凌浩示意流云将另一页信笺给了凌天旭,萧君绾送来的信封里装有两页信笺,一页是给他的,一页是给凌天旭的,她将两封书信装在一起是对他的信任。不过凌浩没有完整地看过那封信,只在不意间瞥见了一个陌生的名字。
“这是什么?”凌天旭展开折着的信纸,眼眸浮现惊,欣然,“君绾的信。”
只是几句寻常问候,几句叮嘱,顺便告诉他覃佳柔如何锲而不舍,而凌天旭却无比珍视这封千里送来的书信。

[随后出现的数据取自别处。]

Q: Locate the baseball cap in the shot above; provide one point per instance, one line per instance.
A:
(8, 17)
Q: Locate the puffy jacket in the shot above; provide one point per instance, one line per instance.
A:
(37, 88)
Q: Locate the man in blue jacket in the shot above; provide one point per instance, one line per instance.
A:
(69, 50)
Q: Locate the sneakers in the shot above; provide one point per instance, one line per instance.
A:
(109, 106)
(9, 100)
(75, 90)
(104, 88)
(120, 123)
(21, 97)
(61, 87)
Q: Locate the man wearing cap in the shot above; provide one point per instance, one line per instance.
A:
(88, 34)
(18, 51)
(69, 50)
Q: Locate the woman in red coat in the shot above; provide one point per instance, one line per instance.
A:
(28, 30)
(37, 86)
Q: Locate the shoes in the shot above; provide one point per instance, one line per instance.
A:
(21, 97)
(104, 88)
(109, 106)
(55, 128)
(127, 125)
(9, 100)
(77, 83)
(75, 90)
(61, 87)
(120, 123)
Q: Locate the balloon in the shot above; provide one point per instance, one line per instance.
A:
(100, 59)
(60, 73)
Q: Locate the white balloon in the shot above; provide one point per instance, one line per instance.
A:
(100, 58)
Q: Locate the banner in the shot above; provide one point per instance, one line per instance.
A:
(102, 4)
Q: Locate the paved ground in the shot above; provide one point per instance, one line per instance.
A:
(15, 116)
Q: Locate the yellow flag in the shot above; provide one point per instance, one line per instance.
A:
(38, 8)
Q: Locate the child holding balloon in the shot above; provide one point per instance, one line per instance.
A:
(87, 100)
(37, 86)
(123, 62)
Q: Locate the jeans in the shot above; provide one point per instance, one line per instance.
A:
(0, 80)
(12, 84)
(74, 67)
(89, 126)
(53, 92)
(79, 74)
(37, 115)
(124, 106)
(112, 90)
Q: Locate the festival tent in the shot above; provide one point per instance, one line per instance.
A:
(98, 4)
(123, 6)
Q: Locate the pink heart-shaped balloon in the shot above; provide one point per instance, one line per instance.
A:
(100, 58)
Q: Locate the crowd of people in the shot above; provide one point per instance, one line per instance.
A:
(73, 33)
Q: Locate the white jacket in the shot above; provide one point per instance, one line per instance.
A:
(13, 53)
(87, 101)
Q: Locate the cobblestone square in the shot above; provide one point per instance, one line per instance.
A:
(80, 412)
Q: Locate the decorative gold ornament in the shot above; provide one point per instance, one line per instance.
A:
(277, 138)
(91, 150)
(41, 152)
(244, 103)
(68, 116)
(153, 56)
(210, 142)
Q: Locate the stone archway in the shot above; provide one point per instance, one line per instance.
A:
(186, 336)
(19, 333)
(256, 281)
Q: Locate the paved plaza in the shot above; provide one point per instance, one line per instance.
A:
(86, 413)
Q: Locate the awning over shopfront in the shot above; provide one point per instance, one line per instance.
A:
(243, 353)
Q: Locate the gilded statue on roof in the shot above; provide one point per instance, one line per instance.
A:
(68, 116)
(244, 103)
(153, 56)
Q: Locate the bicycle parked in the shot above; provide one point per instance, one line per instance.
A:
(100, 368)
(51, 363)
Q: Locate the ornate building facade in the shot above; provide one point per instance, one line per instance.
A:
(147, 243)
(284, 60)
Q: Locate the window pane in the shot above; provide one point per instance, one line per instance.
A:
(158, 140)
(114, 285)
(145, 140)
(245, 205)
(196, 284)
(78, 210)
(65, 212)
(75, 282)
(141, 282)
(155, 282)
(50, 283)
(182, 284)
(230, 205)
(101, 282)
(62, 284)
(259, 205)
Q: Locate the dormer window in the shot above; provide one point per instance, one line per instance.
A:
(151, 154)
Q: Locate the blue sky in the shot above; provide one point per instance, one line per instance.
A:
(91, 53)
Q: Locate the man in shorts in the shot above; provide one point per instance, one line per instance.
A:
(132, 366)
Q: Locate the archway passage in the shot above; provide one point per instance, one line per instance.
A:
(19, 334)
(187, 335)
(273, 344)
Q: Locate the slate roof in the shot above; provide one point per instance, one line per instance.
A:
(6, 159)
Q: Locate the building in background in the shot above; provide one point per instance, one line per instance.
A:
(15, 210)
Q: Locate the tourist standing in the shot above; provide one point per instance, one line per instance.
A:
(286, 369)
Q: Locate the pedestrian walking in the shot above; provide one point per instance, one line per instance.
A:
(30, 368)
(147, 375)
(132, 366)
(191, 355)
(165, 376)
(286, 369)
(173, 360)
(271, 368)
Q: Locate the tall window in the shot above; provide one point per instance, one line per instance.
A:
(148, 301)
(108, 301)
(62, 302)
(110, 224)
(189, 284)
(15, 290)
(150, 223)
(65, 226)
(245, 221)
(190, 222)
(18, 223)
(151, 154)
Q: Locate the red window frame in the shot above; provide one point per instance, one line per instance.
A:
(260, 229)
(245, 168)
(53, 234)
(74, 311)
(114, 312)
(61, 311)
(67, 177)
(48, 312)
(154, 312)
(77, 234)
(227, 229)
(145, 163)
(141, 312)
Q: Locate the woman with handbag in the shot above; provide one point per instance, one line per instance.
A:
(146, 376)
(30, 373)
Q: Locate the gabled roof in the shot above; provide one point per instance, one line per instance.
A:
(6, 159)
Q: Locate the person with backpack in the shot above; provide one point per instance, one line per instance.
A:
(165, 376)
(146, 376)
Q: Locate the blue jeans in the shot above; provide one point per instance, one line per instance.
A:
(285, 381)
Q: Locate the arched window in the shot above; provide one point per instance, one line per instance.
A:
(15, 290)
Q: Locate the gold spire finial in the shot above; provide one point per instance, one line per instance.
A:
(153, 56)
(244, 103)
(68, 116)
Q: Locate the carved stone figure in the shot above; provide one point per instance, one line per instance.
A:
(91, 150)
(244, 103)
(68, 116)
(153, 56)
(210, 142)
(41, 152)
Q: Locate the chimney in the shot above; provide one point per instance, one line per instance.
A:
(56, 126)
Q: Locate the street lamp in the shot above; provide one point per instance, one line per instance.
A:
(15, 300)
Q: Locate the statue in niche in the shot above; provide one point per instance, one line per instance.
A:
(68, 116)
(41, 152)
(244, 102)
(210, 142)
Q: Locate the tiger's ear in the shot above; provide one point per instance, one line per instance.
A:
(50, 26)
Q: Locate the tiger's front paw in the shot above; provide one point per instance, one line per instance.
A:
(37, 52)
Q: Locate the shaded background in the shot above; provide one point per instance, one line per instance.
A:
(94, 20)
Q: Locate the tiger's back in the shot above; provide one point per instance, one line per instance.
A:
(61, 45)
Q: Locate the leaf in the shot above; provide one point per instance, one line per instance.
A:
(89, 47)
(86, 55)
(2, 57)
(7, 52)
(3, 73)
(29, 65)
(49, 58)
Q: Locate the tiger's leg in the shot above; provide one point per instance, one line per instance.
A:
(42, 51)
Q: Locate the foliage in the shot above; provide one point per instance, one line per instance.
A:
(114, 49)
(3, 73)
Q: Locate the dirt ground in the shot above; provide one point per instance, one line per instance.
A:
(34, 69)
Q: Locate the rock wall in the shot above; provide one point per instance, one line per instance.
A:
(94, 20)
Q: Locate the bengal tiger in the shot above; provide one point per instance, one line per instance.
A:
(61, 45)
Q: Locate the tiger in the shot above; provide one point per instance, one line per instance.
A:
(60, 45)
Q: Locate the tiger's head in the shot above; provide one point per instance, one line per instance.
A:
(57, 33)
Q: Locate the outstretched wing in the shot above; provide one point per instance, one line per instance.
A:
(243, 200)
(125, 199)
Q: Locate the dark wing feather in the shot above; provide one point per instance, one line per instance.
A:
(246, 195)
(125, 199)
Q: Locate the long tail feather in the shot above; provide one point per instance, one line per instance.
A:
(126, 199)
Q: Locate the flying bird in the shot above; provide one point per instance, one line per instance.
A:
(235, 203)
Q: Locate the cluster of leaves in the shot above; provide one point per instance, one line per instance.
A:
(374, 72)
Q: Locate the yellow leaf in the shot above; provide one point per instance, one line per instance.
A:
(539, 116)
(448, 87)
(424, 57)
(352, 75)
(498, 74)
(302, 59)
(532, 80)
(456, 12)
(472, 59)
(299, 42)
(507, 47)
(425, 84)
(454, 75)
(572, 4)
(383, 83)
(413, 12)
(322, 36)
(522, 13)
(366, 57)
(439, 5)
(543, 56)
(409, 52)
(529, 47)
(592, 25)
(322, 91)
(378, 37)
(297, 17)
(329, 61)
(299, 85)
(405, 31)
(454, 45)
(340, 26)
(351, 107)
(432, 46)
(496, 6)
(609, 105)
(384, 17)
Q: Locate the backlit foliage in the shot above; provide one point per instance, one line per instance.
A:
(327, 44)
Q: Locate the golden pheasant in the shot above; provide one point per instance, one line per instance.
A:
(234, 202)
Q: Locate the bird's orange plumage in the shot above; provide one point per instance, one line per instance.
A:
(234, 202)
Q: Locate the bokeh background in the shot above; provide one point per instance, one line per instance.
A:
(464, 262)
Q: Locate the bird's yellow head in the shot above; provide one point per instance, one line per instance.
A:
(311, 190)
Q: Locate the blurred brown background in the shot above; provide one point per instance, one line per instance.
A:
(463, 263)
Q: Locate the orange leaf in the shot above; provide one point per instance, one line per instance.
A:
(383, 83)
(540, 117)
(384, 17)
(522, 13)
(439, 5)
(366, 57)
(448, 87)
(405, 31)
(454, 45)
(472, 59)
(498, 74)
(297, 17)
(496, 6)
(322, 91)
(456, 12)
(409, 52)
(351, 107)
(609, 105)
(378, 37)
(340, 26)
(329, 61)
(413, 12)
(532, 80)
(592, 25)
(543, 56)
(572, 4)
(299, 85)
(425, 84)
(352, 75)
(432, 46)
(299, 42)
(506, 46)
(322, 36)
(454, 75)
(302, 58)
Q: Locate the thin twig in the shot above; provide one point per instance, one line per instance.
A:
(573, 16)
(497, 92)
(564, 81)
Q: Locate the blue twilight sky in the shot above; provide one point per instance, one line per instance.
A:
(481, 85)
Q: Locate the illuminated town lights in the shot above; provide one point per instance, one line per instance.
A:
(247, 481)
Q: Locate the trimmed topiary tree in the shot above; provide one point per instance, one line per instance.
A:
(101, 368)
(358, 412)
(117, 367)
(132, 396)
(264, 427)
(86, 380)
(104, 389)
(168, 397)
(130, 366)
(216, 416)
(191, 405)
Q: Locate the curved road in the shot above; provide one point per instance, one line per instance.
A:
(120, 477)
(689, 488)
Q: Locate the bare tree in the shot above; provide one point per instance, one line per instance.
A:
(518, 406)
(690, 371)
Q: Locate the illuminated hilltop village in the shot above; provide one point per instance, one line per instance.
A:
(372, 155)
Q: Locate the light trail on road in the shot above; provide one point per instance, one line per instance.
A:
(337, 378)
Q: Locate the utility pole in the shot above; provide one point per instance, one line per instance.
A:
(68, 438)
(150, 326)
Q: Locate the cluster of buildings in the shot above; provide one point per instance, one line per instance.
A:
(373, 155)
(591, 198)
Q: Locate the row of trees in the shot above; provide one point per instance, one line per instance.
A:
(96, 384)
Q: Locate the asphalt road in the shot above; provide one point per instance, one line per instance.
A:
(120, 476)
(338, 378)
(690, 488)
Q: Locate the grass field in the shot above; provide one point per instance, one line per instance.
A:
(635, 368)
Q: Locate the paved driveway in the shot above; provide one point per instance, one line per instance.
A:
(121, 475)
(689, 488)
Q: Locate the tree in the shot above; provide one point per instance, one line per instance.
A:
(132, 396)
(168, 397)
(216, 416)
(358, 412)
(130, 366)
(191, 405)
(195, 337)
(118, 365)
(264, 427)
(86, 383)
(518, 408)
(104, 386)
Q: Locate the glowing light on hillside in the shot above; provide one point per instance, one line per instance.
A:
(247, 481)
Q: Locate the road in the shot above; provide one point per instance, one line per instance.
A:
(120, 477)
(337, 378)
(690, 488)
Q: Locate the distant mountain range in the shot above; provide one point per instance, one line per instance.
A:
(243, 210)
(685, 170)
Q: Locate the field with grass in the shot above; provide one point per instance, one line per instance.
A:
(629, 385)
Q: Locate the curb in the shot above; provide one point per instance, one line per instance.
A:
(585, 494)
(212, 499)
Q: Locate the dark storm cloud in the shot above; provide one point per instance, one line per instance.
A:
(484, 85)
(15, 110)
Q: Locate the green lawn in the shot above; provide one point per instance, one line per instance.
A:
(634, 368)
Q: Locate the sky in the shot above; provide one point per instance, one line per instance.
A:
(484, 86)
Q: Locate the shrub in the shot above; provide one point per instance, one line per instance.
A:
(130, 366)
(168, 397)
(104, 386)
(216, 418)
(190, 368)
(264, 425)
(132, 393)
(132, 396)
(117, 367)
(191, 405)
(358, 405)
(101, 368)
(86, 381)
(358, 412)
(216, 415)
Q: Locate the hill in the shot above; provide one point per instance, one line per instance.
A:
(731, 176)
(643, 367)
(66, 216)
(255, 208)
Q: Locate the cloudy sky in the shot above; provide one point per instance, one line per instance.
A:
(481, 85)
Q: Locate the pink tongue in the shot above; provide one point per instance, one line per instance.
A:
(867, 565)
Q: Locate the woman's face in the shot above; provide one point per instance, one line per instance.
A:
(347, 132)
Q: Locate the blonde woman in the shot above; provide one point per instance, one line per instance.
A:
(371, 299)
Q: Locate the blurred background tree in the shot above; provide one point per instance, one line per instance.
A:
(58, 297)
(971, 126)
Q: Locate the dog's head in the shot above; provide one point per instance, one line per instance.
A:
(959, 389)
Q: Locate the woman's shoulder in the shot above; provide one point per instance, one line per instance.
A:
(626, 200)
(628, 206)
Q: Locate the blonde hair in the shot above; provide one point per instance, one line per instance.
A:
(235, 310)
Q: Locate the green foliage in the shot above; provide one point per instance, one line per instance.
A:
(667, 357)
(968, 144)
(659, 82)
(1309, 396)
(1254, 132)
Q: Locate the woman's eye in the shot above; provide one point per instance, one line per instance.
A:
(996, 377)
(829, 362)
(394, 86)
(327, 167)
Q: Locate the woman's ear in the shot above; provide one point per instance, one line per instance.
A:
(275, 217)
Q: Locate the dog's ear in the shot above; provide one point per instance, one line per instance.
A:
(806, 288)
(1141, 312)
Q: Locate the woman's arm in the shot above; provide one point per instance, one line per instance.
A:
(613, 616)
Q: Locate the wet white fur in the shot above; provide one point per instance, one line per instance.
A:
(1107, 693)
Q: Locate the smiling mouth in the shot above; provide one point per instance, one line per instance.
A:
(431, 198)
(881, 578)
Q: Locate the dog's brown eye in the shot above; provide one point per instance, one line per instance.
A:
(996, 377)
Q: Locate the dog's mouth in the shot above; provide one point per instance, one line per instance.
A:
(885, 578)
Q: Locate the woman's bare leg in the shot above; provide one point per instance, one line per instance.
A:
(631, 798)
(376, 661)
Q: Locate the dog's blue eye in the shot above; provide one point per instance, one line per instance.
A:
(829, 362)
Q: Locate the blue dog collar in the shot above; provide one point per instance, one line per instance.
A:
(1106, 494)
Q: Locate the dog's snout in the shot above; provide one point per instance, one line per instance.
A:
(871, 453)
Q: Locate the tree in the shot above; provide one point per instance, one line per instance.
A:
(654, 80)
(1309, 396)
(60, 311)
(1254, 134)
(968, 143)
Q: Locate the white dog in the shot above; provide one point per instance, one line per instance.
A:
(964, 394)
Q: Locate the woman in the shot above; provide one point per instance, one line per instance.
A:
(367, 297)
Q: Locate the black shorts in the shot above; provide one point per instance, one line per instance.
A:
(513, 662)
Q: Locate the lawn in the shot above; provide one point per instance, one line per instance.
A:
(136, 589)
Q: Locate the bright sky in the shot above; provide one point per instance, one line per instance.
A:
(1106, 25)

“这信只能说明她现在还平安,当初朕也同意她留在祁宫,不过如今朕越想越觉得祁宫危险。”
“无能为力。”
“世上还有皇叔奈何不了的人?”
“阻止不如成全。”
“就像你当年成全朕拉拢江理一样?你也想让君绾和朕一样撞了南墙才知死心?”
凌浩不欲多言,直说道:“陛下有空和臣争论臣的王妃,不如想想如何招待那位远道而来的祁国公主。”
“你怎么知道覃佳柔?她来燕国了?”凌天旭又冷笑,“就算来了,这里是燕国,不是她一个别国公主能放肆的地方。”
“如果凌轩再求陛下当说客,还请陛下将刚才的原话转告凌轩,另外,君绾是臣的王妃,她的周全,臣比任何人都上心,无需陛下费神。”
凌天旭冷道:“你们的婚事早已作罢,别一口一个你的王妃,她人还在祁国,除非她回燕国来亲口告诉朕她的选择,否则朕不认。